J'ai reellement decouvert un autre monde et non desolee les minces/maigres (dont je faisais partie), meme mal dans leur peau dans leur tete ne peuvent pas savoir ce que c'est...
J'ai reperdu tout mon poids a force de sport intensif et controle alimentaire important. J'y ai pris plaisir car je me sentais "puissante" de reussir et voir des progres rapides dans quelque domaine que ce soit c'est toujours galvanisant, mais je ne le faisais pas pour moi. Je le faisais pour les autres, ou en fait si, pour moi : pour qu'ils me lachent la grappe et etre enfin tranquille !
Resultat, je suis de nouveau devenue la nana super mince qu'on trouve super attirante, qu'on envie, qu'on complimente, a qui l'on demande si elle est mannequin etc...
Pour autant, j'aimais mon corps pour le "vehicule" qu'il representait, les choses qu'il me permettait de faire mais je n'etais pas attiree par lui, d'un point de vu esthetique, "sensuel".
Par la force des choses (= mise en couple avec un homme extremement gourmand et gros mangeur - et tres sportif-) j'ai repris un peu de poids et la je me suis mise a vraiment savourer de nouveau mon corps : plus de formes, plus vallonne, plus volupteux, plus doux, un corps de desir et de plaisir, moelleux, reconfortant et sensuel...
Mon fiance lui-meme qui pensait ne pas vouloir que je grossisse a finalement bien apprecie voir toutes ces formes s'epanouir et en redemande !
Depuis, j'ai decide de lacher prise et de vivre au plaisir et a l'instinct car definitivement, c'est avec des rondeurs que je me "kiffe", que je me regarde, et tant pis pour les autres et leurs remarques, je suis mieux armee maintenant que j'ai vraiment identifie que c'est ce que je prefere.
Je mange quand j'ai faim, ce que j'ai envie de manger (Mcdos, Menus japonais a gogo, chilis, salades, carbonaras, legumes, fromages), et a ma faim et meme parfois un petit plus par gourmandise. Mais je ne me gave pas car c'est desagreable quand je mange vraiment de trop ! On vit dans une societe de l'abondance et de la diversite culinaire = une chance incroyable, j'en profite.

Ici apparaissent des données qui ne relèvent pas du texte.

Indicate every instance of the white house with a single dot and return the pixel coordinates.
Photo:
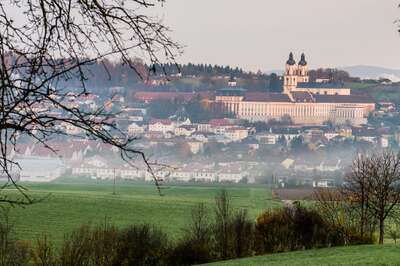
(162, 125)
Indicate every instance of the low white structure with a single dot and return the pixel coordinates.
(38, 169)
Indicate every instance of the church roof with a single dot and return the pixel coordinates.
(232, 91)
(343, 98)
(303, 61)
(299, 96)
(291, 60)
(266, 97)
(320, 85)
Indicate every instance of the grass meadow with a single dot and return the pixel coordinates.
(373, 255)
(67, 204)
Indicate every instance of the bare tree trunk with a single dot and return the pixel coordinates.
(381, 229)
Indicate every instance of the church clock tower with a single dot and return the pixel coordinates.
(290, 77)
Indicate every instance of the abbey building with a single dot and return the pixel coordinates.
(305, 102)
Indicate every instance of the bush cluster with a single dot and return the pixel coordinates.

Le sport m'a soule donc j'ai arrete, par contre j'ai grand plaisir a faire de grandes balades de plusieurs heures en foret alors je ne m'en prive pas, mais c'est par periodes. Ca depend de mon humeur. Pour les parties de foot ou de badmintons avec les petits neveux, je suis toujours partante.
Je bouge parce-que j'en ai envie et non pas "parcequ'il faut", et pour m'amuser non pas pour mon apparence.

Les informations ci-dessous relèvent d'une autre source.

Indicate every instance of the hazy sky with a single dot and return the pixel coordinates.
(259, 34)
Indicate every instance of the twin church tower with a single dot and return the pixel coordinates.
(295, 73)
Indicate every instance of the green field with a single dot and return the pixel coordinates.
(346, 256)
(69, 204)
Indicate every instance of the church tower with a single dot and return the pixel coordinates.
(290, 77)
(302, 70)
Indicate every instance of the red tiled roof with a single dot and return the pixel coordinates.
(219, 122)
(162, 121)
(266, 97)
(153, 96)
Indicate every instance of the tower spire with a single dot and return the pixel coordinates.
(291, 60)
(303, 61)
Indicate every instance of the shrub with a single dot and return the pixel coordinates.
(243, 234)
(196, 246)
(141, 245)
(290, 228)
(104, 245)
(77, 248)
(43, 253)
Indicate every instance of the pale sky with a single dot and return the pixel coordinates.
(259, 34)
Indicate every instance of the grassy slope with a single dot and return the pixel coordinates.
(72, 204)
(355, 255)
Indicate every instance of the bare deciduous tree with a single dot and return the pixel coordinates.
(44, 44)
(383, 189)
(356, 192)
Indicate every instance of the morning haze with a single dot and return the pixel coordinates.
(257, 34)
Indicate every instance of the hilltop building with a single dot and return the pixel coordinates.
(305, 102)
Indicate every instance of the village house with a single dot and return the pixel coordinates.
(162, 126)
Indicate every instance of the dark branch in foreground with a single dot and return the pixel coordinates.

Resultat + 17 kilos en 1 an et demi (la pilule y est pour quelque chose aussi), sans me gaver du tout mais sans me priver non plus et en marchant au plaisir donc. Je suis passee d'un mini 38 a un 44, d'un 90A a un 95C, des bourrelets au ventre, un petit double menton, des bons cuissots et plein de cellulite que je trouve trop mignonne.

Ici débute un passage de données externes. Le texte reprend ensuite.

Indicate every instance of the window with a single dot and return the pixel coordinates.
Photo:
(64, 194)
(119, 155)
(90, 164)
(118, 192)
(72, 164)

Je vais surement continuer de prendre encore, pour probablement atteindre un 48 au final j'imagine et j'en suis contente. Si c'est comme ca que mon corps doit etre quand je ne suis pas en train d'essayer de le "controler" alors c'est tres bien. Je le laisse s'epanouir et j'y prends plaisir, je trouve ca vraiment magnifique les rondeurs, appetissant, attendrissant et sensuel tout a la fois.
Contrairement a avant ou je ne me regardais pas vraiment, je prends plaisir maintenant a me regarder, me coiffer, me maquiller, m'habiller...
J'ai ete abordee dans la rue recemment par un photographe pour poser pour lui et mon patron qui a lui-meme une cherie absolument magnifique et dans les criteres de beaute habituels, me dit chaque jour a mon arrivee qu'il me trouve tres belle.
Je suis en tres bonne sante mais franchement meme si dans le futur je devais developper un peu de cholesterol ou que sais-je, je m'en foutrais.
Si je devais mourir de la bouffe et bien tant pis. Je prefere mourir de plaisirs que vivre de privations.
Mais il y a peu de chance car franchement je mange de bonnes quantites mais toujours tres varie donc c'est pas comme si je me nourrissais que de poulet frit et de sodas...
J'ai decide d'arreter de trouver du plaisir a me faire souffrir (a travers le sport et le controle alimentaire) juste pour satisfaire mon ego ou les insecurites projetees des autres. Je ne veux plus rentrer dans le jeu de cette societe schyzophrene, societe de l'abondance mais qui prone le controle, la privation.
Je veux juste vivre pleinement et c'est ce que je fais : un boulot genial, un fiance genial et lui meme appetissant , du temps pour moi, du grand air a portee de main, de la bonne bouffe. Le bonheur.